3.1.6.4.6.2 Read Begin

  1. If iAttributeList was not provided as an argument, then an iAttributeList MUST be constructed that MUST contain the names of all User ADM element attributes listed in section 3.1.6.20.6.

  2. The value of iAttributeList MUST be copied to ReadIterator.AttributeList.

  3. A Create LDAP Attribute List (section 3.1.6.10) event MUST be generated with the following arguments:

    • iDirectoryObjectType := "User"

    • iADMAttributeList := iAttributeList

  4. Let UserAttributeList be a list of user attribute names, initialized to be the LDAP attribute names returned in rLDAPAttributeList by the Create LDAP Attribute List event. If any ADM attribute present in iAttributeList does not appear in the rLDAPAttributesList returned by the Create LDAP Attribute List event, the entry in iAttributeSortOrder corresponding to that iAttributeList entry, if any, MUST be removed.

  5. Let UserFilterList be a list of attribute-filter expressions modified to refer to user attributes and values, initialized to be empty.
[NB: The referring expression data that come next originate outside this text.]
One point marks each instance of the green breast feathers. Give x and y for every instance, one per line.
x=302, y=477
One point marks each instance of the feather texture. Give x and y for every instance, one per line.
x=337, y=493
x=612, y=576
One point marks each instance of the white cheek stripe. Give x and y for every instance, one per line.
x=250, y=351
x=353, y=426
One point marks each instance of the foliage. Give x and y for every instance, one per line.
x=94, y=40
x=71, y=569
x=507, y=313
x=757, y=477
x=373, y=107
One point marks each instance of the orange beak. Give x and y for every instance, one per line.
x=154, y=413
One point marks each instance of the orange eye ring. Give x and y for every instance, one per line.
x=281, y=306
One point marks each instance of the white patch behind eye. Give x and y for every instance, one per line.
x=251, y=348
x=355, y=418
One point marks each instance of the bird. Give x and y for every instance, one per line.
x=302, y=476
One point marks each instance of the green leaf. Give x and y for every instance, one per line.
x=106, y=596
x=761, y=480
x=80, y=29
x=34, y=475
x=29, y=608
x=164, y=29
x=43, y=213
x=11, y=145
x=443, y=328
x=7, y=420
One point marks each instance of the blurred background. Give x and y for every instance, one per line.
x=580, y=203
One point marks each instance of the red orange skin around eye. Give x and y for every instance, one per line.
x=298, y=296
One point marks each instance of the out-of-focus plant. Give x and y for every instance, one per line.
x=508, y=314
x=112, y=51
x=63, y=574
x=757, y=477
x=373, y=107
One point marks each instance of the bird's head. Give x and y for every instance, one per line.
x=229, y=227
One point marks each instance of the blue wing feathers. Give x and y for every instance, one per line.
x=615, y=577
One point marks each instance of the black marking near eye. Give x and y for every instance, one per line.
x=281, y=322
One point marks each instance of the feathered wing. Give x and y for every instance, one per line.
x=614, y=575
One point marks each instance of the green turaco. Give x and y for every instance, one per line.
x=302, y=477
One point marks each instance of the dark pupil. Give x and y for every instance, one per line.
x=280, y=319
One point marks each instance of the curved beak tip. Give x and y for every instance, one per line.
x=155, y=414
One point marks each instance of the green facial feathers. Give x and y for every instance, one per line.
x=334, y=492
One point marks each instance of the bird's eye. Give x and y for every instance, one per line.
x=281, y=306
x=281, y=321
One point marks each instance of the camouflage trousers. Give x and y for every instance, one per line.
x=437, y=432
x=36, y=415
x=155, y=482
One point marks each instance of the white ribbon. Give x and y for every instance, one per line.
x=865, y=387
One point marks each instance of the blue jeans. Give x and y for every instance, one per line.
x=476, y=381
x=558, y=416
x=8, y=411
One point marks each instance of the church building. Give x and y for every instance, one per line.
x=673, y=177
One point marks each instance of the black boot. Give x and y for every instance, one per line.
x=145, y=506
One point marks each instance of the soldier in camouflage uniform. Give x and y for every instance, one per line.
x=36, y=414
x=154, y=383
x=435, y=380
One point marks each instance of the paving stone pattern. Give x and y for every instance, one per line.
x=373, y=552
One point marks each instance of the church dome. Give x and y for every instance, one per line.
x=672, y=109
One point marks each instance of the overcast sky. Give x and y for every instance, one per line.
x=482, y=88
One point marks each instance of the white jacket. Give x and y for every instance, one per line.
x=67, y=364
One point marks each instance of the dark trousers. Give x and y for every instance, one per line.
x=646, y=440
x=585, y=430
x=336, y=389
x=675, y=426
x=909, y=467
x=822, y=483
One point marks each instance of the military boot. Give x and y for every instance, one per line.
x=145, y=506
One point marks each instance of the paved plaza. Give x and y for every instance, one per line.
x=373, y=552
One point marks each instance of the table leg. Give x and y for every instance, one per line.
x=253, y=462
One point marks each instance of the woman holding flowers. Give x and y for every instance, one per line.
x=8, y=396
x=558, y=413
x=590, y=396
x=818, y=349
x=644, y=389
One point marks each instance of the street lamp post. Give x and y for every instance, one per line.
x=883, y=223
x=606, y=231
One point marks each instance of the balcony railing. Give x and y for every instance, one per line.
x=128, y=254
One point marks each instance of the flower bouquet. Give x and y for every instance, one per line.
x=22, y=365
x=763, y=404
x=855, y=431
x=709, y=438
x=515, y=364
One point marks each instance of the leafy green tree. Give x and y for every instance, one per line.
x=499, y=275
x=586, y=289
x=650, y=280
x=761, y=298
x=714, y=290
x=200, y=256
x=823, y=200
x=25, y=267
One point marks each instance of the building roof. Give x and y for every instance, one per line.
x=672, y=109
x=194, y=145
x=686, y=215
For each expression in iFilter, add an expression to UserFilterList that consists of:

    • The user attribute that corresponds to the User ADM element attribute in the original expression, as shown in the following table.
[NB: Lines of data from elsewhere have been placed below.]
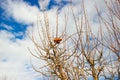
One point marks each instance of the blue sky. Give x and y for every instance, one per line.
x=18, y=18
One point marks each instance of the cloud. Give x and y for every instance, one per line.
x=14, y=56
x=20, y=11
x=6, y=26
x=15, y=50
x=44, y=4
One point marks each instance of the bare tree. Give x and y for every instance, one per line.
x=81, y=54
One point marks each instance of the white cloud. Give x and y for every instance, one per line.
x=44, y=4
x=20, y=11
x=6, y=26
x=16, y=55
x=17, y=52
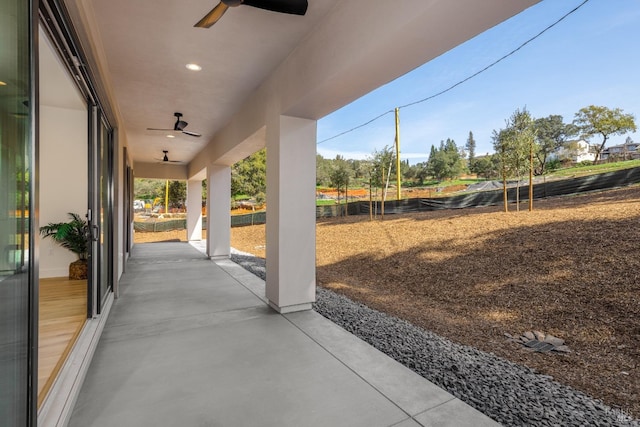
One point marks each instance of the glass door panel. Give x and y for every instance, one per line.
x=16, y=292
x=105, y=213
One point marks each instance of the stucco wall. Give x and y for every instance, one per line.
x=63, y=179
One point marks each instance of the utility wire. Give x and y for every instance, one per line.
x=477, y=73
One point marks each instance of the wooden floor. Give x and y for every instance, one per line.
x=63, y=312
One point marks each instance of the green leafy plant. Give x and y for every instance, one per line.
x=71, y=235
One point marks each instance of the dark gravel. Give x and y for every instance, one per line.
x=511, y=394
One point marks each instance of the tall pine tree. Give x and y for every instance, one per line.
x=471, y=149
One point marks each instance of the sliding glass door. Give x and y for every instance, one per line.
x=17, y=284
x=100, y=210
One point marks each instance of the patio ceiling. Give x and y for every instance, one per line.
x=144, y=45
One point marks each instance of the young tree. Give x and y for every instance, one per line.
x=249, y=176
x=551, y=134
x=513, y=145
x=447, y=162
x=323, y=167
x=383, y=159
x=596, y=120
x=177, y=193
x=486, y=167
x=471, y=151
x=339, y=175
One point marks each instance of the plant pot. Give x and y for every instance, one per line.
x=78, y=270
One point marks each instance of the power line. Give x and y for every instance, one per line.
x=477, y=73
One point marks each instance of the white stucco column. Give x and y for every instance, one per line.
x=194, y=209
x=291, y=219
x=218, y=211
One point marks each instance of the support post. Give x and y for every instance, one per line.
x=194, y=210
x=291, y=220
x=218, y=211
x=398, y=174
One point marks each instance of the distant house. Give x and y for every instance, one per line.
x=575, y=152
x=628, y=151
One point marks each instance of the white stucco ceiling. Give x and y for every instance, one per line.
x=149, y=42
x=314, y=64
x=57, y=89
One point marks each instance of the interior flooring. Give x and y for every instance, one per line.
x=63, y=312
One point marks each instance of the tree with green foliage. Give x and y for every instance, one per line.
x=339, y=175
x=323, y=168
x=513, y=147
x=597, y=120
x=486, y=166
x=177, y=194
x=446, y=162
x=471, y=151
x=551, y=134
x=382, y=161
x=149, y=189
x=249, y=176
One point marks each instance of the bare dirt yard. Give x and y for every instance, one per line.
x=571, y=269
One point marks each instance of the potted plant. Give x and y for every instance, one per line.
x=72, y=235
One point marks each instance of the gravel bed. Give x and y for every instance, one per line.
x=511, y=394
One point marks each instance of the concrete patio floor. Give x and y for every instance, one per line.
x=191, y=342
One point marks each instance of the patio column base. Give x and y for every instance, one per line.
x=290, y=308
x=291, y=218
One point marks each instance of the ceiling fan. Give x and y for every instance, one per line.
x=294, y=7
x=179, y=127
x=165, y=159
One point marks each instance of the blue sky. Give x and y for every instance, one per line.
x=592, y=57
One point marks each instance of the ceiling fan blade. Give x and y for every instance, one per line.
x=197, y=135
x=294, y=7
x=213, y=16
    • The same operator as the original expression.

    • A value transformed from the value in the original expression as shown in the following table.

      If the User ADM element attribute in the original expression does not appear in the following table, the expression MUST be ignored.

      User ADM element attribute

      user attribute

      Value transformation

      Identifier

      objectGUID ([MS-ADA3] section 2.44)

      Copy

      SecurityIdentifier

      objectSid ([MS-ADA3] section 2.45)

      Copy

      CertificateDigestList

      mSMQDigests ([MS-ADA2] section 2.538)

      Copy

      Certificates

      mSMQSignCertificates ([MS-ADA2] section 2.571)

      Copy

      FullPath

      distinguishedName ([MS-ADA1] section 2.177)

      Copy

  6. A Search Using LDAP (section 3.1.6.15) event MUST be generated with the following arguments:

    • iObjectClass := user

    • iFilter := UserFilterList

    • iAttributes := UserAttributeList

  7. If the Search Using LDAP event returns an rStatus that is not DirectoryOperationResult.Success, and rStatus is set to DirectoryOperationResult.ObjectNotFound, ReadIterator.LDAPState MUST be set to an empty list, rStatus MUST be set to DirectoryOperationResult.Success, and processing MUST end.

  8. If the search fails for any other reason, rStatus MUST be set to the rStatus returned by the Search Using LDAP event, and processing MUST end.